Deswegen bin ich über jeden kleinen Fortschritt so froh und dankbar! Vor ein paar Tagen hab ich ja geschrieben, dass er weitergeschnüffelt hat, als ein Rad an ihm vorbeifuhr. Das froht mich sehr ihn so "entspannt" zu sehen!
Ich hoffe dass er wieder auf den richtigen Weg kommt, aber mit Lilly, Übung und keinen dummen Ereignissen, dürften wir uns schon auf dem richtigen Weg befinden! Ich weiss nicht ob er jemals seine Panik verlieren wird, aber so wie er momentan ist, ist das eigentlich zum Anfang gar nix mehr.

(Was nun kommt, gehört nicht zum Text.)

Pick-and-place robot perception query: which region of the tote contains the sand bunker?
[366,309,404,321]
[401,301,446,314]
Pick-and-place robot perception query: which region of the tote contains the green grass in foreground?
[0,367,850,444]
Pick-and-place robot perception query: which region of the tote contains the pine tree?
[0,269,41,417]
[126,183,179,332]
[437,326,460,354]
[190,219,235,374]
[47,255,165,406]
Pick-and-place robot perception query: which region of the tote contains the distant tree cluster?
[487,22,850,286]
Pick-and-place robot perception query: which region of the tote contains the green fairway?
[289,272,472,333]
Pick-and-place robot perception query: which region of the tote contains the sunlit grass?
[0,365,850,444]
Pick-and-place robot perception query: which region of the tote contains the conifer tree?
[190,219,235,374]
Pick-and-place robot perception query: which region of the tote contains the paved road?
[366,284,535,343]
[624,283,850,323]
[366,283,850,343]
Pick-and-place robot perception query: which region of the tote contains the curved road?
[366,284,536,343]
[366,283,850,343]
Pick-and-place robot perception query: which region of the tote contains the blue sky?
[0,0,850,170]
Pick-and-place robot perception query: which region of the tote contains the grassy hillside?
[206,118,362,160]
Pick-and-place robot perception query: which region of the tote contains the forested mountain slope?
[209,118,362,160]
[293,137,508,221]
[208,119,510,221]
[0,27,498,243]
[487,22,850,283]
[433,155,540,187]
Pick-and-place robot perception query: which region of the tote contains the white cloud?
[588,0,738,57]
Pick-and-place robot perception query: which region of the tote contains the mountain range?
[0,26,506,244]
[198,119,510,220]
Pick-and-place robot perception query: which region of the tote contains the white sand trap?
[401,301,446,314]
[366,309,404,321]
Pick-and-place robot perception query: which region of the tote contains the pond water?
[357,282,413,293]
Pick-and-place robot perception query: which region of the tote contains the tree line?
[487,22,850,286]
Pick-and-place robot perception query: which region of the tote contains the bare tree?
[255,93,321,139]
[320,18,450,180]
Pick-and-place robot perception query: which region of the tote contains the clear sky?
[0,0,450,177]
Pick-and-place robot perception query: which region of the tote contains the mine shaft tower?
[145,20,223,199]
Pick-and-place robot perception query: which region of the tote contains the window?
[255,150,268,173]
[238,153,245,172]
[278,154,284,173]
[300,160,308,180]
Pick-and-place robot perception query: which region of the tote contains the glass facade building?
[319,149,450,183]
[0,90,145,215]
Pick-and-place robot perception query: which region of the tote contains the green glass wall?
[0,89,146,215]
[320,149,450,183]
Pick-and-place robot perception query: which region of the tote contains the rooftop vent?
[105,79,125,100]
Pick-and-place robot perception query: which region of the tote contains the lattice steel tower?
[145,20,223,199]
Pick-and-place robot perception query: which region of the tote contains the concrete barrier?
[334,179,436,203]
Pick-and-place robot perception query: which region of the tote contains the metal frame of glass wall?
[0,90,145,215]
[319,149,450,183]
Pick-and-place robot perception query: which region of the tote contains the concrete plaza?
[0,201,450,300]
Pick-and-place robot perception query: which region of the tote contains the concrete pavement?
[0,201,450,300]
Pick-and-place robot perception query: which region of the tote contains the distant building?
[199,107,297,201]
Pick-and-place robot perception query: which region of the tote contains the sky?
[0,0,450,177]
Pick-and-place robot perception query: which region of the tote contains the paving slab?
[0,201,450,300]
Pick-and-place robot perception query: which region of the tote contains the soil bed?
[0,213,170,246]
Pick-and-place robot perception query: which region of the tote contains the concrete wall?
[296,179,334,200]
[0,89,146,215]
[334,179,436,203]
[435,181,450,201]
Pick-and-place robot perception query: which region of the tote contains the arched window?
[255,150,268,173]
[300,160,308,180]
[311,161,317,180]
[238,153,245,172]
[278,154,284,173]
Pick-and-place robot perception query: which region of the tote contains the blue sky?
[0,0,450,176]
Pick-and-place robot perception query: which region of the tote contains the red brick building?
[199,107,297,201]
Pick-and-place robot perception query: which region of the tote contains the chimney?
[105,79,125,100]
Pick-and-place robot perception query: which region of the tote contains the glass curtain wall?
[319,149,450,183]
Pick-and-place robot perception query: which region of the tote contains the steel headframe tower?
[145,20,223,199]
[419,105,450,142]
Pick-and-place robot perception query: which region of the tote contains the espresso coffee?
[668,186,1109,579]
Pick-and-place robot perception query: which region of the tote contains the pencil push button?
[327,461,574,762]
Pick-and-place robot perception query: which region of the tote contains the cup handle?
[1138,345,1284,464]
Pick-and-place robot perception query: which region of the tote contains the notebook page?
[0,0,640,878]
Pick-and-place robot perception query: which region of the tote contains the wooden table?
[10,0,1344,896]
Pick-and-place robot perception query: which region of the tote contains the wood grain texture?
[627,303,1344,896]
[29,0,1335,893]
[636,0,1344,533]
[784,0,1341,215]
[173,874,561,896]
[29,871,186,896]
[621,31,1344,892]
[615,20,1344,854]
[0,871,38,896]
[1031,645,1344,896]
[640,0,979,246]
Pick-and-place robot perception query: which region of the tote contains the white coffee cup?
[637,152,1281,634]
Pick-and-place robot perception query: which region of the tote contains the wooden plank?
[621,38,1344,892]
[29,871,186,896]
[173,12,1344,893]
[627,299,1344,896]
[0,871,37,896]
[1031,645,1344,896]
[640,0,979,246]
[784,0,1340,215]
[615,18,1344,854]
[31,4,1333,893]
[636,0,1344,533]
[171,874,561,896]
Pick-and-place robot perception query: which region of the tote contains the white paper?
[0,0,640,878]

Es gab eine Zeit, da wollte ich nicht mehr Gassi und war innerlich so angespannt, was sich auch auf ihn übertragen hatte. Immer die ständige Angst, was ist, wenn uns wieder ein Fahrrad begegnet.
Es dauert bestimmt noch seine Zeit, aber er macht das inzwischen ganz toll und souverän, mein Herzhund!
Es war für ihn UND für mich die reinste Qual, diese harte Zeit zu überwältigen...
Ich hoffe, ich konnte Dir die Fragen etwas beantworten?!